© by Elisabeth Schöffl-Pöll
Abenteuerlust frisst Lebensfrust
In der Kindheit war ich ein Wildfang. Im Englischen würde man sagen, ich war ein Tomboy. Ein Mädchen also, welches sich nicht immer nach den von der Gesellschaft vorgegebenen Geschlechterrollen hielt. Charaktereigenschaften ändern sich auch im Alter nicht. Schon als Kind streifte ich gerne über die Heidelandschaft des nahen Waldviertels. Die ersten Kirschen auf den Bäumen gehörten mir, auch wenn der Besitzer fluchend hinter mir her war. Ich war von der Idee besessen, eines Tages einen Schatz zu finden, was mich bewog, Zäune aller Art mutig zu übersteigen, um hinter Schlossmauern zu gelangen.

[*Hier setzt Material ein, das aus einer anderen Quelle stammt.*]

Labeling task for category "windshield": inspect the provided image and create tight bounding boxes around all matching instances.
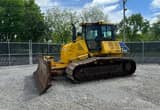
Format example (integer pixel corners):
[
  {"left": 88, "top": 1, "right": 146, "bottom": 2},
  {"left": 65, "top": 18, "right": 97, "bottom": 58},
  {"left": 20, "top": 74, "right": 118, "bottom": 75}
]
[
  {"left": 86, "top": 26, "right": 99, "bottom": 40},
  {"left": 102, "top": 26, "right": 113, "bottom": 40},
  {"left": 83, "top": 25, "right": 114, "bottom": 40}
]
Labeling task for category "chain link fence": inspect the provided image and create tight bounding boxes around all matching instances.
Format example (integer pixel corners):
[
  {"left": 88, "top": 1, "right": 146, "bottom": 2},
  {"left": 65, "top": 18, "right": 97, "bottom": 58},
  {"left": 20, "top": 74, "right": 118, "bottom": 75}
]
[
  {"left": 0, "top": 41, "right": 160, "bottom": 66},
  {"left": 0, "top": 41, "right": 61, "bottom": 66}
]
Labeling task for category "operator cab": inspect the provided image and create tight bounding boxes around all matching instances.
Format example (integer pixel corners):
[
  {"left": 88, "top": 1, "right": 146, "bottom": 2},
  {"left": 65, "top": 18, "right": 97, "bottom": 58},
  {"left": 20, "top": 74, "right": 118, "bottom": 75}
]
[{"left": 82, "top": 22, "right": 115, "bottom": 52}]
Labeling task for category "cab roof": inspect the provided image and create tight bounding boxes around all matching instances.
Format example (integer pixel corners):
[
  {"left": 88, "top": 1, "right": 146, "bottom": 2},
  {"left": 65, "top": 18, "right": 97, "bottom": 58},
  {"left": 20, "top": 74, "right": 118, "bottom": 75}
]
[{"left": 80, "top": 21, "right": 115, "bottom": 26}]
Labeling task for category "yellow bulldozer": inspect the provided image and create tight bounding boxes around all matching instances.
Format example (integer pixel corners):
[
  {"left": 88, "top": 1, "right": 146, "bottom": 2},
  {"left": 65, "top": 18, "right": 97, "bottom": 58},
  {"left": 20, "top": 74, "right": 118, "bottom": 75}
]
[{"left": 33, "top": 21, "right": 136, "bottom": 94}]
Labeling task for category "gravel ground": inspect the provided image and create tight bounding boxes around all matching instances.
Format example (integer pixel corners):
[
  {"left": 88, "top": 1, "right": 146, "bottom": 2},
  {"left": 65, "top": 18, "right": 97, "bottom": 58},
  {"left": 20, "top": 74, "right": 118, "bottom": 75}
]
[{"left": 0, "top": 65, "right": 160, "bottom": 110}]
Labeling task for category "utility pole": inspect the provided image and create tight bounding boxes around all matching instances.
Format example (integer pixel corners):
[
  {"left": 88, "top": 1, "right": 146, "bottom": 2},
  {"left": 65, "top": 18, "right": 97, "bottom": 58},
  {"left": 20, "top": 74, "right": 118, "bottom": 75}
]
[{"left": 123, "top": 0, "right": 127, "bottom": 42}]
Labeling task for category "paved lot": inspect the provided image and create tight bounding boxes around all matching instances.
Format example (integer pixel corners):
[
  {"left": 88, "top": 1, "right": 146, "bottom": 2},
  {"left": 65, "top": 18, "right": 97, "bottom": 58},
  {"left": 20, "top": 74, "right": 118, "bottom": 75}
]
[{"left": 0, "top": 65, "right": 160, "bottom": 110}]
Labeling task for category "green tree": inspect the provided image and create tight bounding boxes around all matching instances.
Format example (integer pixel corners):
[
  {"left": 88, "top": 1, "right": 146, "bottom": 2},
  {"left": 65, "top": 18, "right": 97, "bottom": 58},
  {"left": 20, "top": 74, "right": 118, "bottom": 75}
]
[
  {"left": 0, "top": 0, "right": 48, "bottom": 42},
  {"left": 151, "top": 17, "right": 160, "bottom": 41},
  {"left": 23, "top": 0, "right": 48, "bottom": 42},
  {"left": 0, "top": 0, "right": 24, "bottom": 41},
  {"left": 46, "top": 7, "right": 79, "bottom": 43},
  {"left": 119, "top": 14, "right": 150, "bottom": 41},
  {"left": 81, "top": 6, "right": 107, "bottom": 22}
]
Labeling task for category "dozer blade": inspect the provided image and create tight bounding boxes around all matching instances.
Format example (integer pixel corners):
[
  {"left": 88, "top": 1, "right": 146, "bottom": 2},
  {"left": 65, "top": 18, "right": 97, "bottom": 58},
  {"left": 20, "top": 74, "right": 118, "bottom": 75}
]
[{"left": 33, "top": 57, "right": 51, "bottom": 95}]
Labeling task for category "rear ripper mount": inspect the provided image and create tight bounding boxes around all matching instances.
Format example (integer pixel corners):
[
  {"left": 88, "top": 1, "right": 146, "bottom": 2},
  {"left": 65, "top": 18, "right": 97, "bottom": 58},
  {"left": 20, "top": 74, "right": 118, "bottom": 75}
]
[{"left": 34, "top": 57, "right": 136, "bottom": 95}]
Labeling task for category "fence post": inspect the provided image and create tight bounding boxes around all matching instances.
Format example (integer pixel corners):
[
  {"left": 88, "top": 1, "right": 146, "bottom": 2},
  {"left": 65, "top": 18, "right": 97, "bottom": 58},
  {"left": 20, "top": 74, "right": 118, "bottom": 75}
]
[
  {"left": 142, "top": 41, "right": 144, "bottom": 63},
  {"left": 8, "top": 40, "right": 11, "bottom": 66},
  {"left": 29, "top": 40, "right": 33, "bottom": 65}
]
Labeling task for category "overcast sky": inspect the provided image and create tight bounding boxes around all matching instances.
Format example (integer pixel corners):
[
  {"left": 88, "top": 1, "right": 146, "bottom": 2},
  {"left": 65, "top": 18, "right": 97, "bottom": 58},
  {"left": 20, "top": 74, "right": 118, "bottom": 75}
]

Die Leidenschaft hörte auch nicht auf, als ich mir dabei ein von meiner Mutter genähtes grünes Kleid zerriss und sie mich strafend zur Rede stellte. Sie hörte auch nicht auf, als mich eines Tages ein Hund am Eindringen hindern wollte und mich dabei in eine Wange biss. Wie eine Trophäe trug ich die Wunde neben jenen Wunden, die mir ein Autounfall zuzog, den meine Schwester verursacht hatte.
Abenteuerlustig, wie ich war, wollte ich in jener Zeit, in der die Autos für private Personen erst aufkamen, immerfort bei Schwester oder Bruder im Auto sitzen, was zur Folge hatte, dass es zu besagtem schweren Unfall kam. Ich wurde aus dem Seitenfenster geschleudert, und einer der Reifen des sich überschlagenden Autos kam auf meinen Rippen zu stehen.
Meine Abenteuerlust verringerte sich auch in der Jugend keineswegs, ich trieb es auf die Spitze, als ich einmal in einem feudalen Palais, das damals meine Arbeitsstätte war, mit der Zigarette beinahe den Raum mit der geschnitzten Kassettendecke angezündet hätte, wenn nicht ein Mitarbeiter geistesgegenwärtig den brennenden Papierkorb auf den Balkon geworfen hätte.
Es könnten noch unzählige Beispiele dieser Art folgen, aber sie würden den Rahmen sprengen. Den Schatz fand ich erst Jahre später in meinem Mann, in den ich mich unsterblich verliebt hatte. Dieser Schatz begleitet mich jetzt schon 55 Jahre und ist mehr wert als Gut und Geld, zum Glück war es auch ein Abenteurer, als ich ihm begegnete, und ist es Gottseidank bis heute geblieben.